To make the kale chips you will need:

1 bunch of Kale
Olive Oil
Sea Salt….
(and I use nutritional yeast as well, I sprinkle when I am tossing the leaves with the oil…..)

Preheat oven to 350 degrees. Wash & dry Kale and rip off the stem into large potato chip sized pieces. Put in a large bowl and drizzle with olive oil. Toss to coat lightly.

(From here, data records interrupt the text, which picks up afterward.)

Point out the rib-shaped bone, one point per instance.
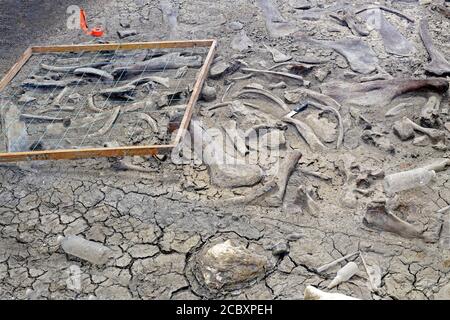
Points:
(152, 122)
(277, 55)
(306, 202)
(73, 68)
(285, 169)
(108, 124)
(378, 217)
(429, 116)
(434, 134)
(93, 72)
(52, 83)
(380, 93)
(225, 171)
(172, 60)
(235, 137)
(14, 129)
(265, 93)
(276, 73)
(387, 9)
(335, 262)
(360, 56)
(394, 42)
(307, 133)
(438, 64)
(344, 274)
(349, 18)
(312, 293)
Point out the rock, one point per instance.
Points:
(277, 55)
(421, 141)
(228, 265)
(143, 251)
(443, 293)
(280, 248)
(322, 127)
(209, 93)
(294, 236)
(219, 69)
(403, 130)
(271, 139)
(300, 4)
(447, 126)
(235, 175)
(235, 25)
(321, 74)
(241, 42)
(113, 292)
(74, 97)
(93, 252)
(126, 33)
(24, 99)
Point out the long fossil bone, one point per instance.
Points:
(438, 64)
(285, 169)
(381, 92)
(312, 293)
(377, 217)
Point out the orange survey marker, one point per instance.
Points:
(95, 32)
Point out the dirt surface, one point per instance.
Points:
(162, 226)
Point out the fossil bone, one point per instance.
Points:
(360, 56)
(312, 293)
(285, 169)
(394, 42)
(378, 217)
(438, 64)
(380, 92)
(108, 124)
(307, 133)
(266, 94)
(344, 274)
(174, 60)
(73, 68)
(434, 134)
(335, 262)
(93, 72)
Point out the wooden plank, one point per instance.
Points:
(119, 151)
(15, 68)
(67, 154)
(124, 46)
(184, 126)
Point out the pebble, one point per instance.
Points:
(126, 33)
(280, 248)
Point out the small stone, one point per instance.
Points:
(209, 93)
(74, 98)
(403, 130)
(126, 33)
(218, 69)
(143, 251)
(235, 25)
(241, 42)
(280, 248)
(447, 126)
(228, 266)
(294, 236)
(24, 99)
(321, 74)
(421, 141)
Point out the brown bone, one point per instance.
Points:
(438, 65)
(380, 92)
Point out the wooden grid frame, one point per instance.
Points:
(65, 154)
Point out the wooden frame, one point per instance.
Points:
(116, 151)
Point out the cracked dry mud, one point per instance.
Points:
(159, 224)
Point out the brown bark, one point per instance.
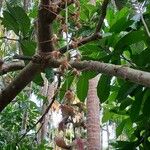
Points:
(13, 66)
(26, 4)
(93, 116)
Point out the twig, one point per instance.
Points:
(11, 39)
(42, 117)
(102, 16)
(82, 42)
(93, 37)
(21, 57)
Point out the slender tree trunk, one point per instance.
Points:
(48, 91)
(93, 116)
(1, 3)
(107, 129)
(26, 4)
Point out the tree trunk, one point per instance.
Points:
(26, 4)
(93, 116)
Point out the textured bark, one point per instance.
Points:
(13, 66)
(93, 116)
(26, 4)
(48, 91)
(1, 2)
(16, 86)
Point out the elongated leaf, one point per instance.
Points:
(103, 88)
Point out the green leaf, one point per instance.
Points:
(121, 21)
(125, 103)
(82, 85)
(66, 85)
(120, 127)
(142, 59)
(38, 80)
(146, 107)
(103, 88)
(136, 106)
(128, 39)
(125, 90)
(21, 18)
(10, 22)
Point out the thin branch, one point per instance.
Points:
(145, 26)
(93, 37)
(82, 42)
(21, 57)
(126, 73)
(11, 39)
(9, 67)
(40, 119)
(102, 16)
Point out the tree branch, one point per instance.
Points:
(13, 66)
(102, 16)
(93, 37)
(82, 42)
(133, 75)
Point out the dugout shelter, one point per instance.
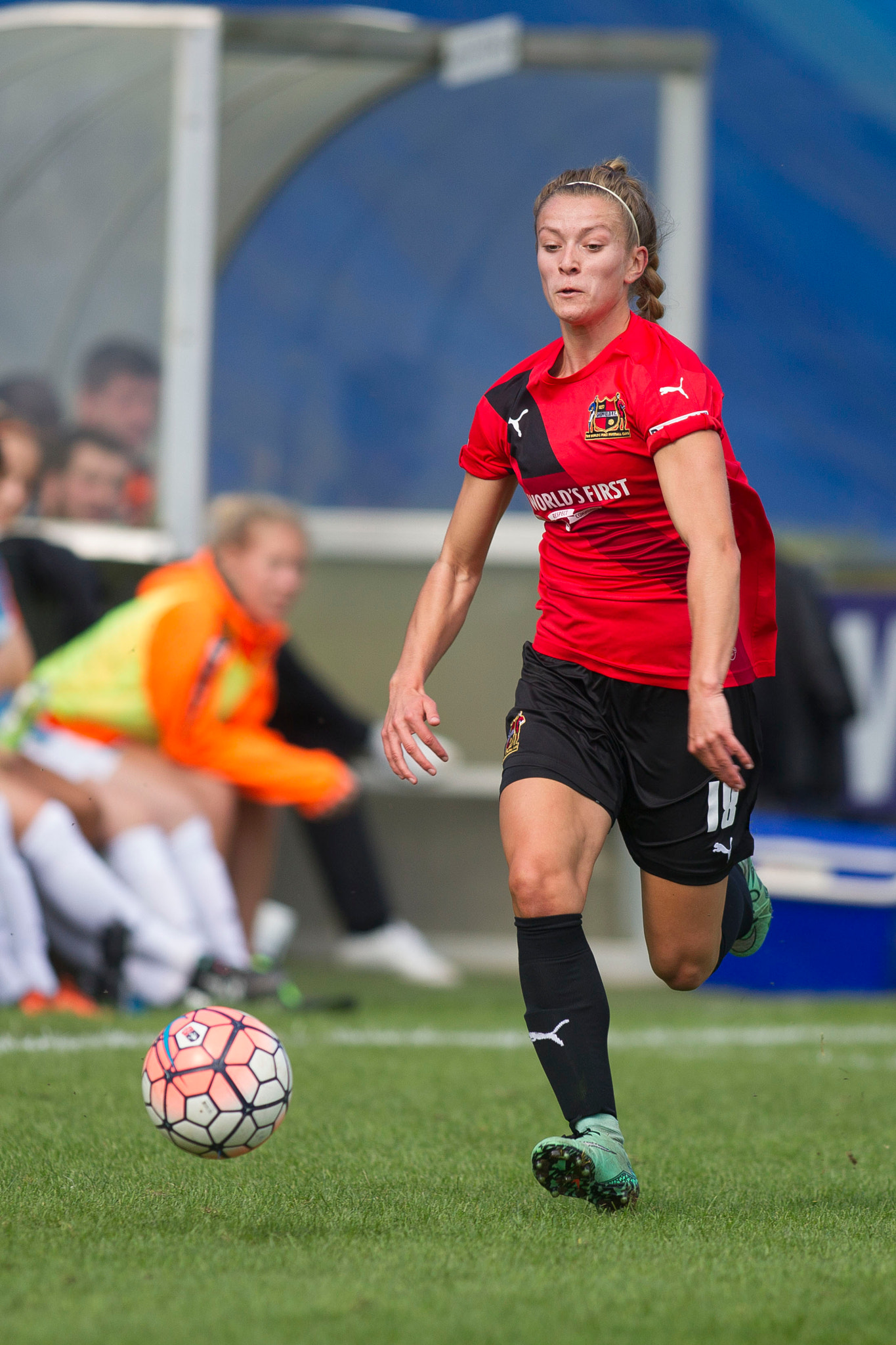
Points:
(140, 143)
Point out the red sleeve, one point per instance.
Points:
(486, 454)
(672, 396)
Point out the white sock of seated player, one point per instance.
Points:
(192, 845)
(26, 940)
(144, 978)
(89, 896)
(142, 860)
(12, 981)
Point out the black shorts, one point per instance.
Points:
(625, 745)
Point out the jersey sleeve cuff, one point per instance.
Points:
(679, 427)
(485, 471)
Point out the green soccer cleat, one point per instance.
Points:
(590, 1165)
(761, 900)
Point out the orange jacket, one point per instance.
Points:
(210, 688)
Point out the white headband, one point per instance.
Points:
(601, 187)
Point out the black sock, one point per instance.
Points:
(736, 919)
(567, 1013)
(352, 875)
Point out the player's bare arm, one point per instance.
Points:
(438, 615)
(695, 487)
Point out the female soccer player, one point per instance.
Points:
(636, 704)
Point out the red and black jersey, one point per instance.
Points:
(613, 579)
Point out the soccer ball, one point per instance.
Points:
(217, 1082)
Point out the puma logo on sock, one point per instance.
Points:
(548, 1036)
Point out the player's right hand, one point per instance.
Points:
(410, 712)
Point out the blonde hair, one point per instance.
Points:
(640, 231)
(230, 518)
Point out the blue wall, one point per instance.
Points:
(351, 353)
(394, 278)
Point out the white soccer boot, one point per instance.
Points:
(400, 948)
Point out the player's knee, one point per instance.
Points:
(680, 969)
(538, 888)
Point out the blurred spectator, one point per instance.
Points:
(191, 663)
(119, 395)
(33, 399)
(86, 478)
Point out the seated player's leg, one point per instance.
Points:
(251, 856)
(184, 844)
(553, 837)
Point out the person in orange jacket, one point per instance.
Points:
(188, 667)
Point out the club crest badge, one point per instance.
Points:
(513, 736)
(608, 418)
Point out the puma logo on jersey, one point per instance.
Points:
(548, 1036)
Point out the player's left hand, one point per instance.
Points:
(711, 738)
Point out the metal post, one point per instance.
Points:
(683, 186)
(188, 301)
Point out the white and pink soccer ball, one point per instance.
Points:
(217, 1082)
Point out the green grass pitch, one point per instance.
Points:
(396, 1207)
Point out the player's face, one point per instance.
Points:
(268, 573)
(585, 260)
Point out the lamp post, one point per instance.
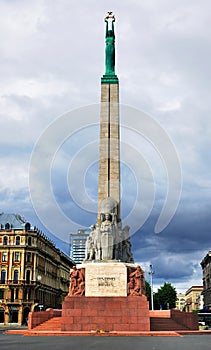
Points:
(151, 273)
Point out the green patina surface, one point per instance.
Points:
(109, 76)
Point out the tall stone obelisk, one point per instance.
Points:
(108, 279)
(108, 240)
(109, 160)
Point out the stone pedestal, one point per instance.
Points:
(105, 279)
(106, 304)
(105, 313)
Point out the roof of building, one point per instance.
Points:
(16, 221)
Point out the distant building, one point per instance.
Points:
(206, 268)
(78, 245)
(194, 298)
(180, 302)
(34, 274)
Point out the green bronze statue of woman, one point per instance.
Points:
(110, 45)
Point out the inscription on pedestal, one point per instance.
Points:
(108, 279)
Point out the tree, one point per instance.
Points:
(165, 297)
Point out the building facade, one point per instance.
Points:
(206, 268)
(180, 302)
(78, 245)
(34, 274)
(194, 298)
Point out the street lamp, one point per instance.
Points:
(151, 273)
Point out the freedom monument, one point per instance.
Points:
(107, 291)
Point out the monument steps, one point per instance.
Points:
(52, 324)
(165, 324)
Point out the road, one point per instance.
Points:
(189, 342)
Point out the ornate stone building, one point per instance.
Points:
(206, 268)
(193, 298)
(34, 274)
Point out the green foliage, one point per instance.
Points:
(165, 297)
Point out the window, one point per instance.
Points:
(29, 241)
(7, 226)
(3, 277)
(28, 257)
(5, 240)
(17, 256)
(17, 240)
(16, 276)
(4, 256)
(28, 276)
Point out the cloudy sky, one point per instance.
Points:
(51, 62)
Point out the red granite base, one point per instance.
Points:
(105, 313)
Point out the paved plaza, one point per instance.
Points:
(188, 342)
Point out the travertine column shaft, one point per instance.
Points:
(109, 162)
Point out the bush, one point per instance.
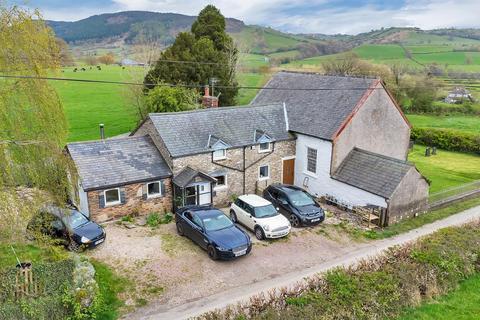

Place leaves in a single layer on a baking sheet lined with parchment paper. Sprinkle to taste with Sea Salt (a little goes a long way). Bake for ten minutes or so until the edges become crispy. Cool & eat!

Yum! Feel free to share this with friends….may we all find (and share) good for us snacks…

p.s. today I added some Onion Powder as well and It rocked it!

Enjoy the kale chips…they really help me when I am in my crunchy, salty mood…which is almost every day!  I have also played around with garlic powder and stuff too…yummy and fun!

And enjoy the smoothies…let me know if you make some cool recipe…I am wanting to experiment with raw cacao and stuff too,  just haven’t had the chance yet.